Os Arnolfini
Não fossem manto de veludo verde,
Metais no punho e no pescoço, rendas,
Na Renascença, a virgem Mãe seria –
Adolescente com tão dura sina.
Toma-lhe a mão o homem que compra tudo.
Noiva amorosa a se entregar inteira
A tal sujeito, Carniceiro-Mor.
E o troco dele? Nem sorriso volta.
Rico não sofre culpa: pilha ouros,
Assina acordos, tranca em cofre todos.
Cada estação, o homem só veste luto.
N’águas vermelhas, ela nasce Vênus.
Promessas velhas renovadas sempre –
Todo o poder e a glória, a prole e o nome.
Nem assim fica satisfeito, o rico
Não ri. Até afeto poupa o rídico.
Salve esta bela união: bens conjuntos.
Graça da casa, o cachorrinho dela,
Atrevidinho vem, amor da moça.
Mete-se à frente de qualquer humano,
Hierarquia interespécie ignora.
“Nojo me dá tanto xodó, senhora”.
Nada suporta um homem tão casmurro.
A dama brilha no pincel do intruso,
O que vê tudo, e tudo dá a ver.
O artista cria perfeição, decoro
De academia foi o senhor que quis,
mas grita o gênio atrás: “estive aqui!”
Um homem posa; o outro ri ao fundo.
“Ali no canto, é seu tamanco, musa?”
Pobre pintor! Onde está pé desnudo,
Bem precioso que o veludo encobre?
O admirador, por fim, diz: “Venha, amiga!

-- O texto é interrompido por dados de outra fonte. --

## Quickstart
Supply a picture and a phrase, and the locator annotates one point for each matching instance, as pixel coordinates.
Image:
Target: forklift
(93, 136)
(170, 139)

Ao carrancudo cansam obras-primas.
Se ele não olha, você ganha o mundo”.
PS: Já tive a oportunidade de visitar alguns museus fabulosos, mas a National Gallery provavelmente é meu favorito. Ali naquele acervo no centrão de Londres, a gente encontra essa pequena (em sentido literal) joia de Jan van Eyck, The Arnolfini Portrait. Nunca soube explicar por que o quadro me fascina tanto, até que eu decidi tentar. Foi daí que veio este poema, infelizmente muito inferior à tela.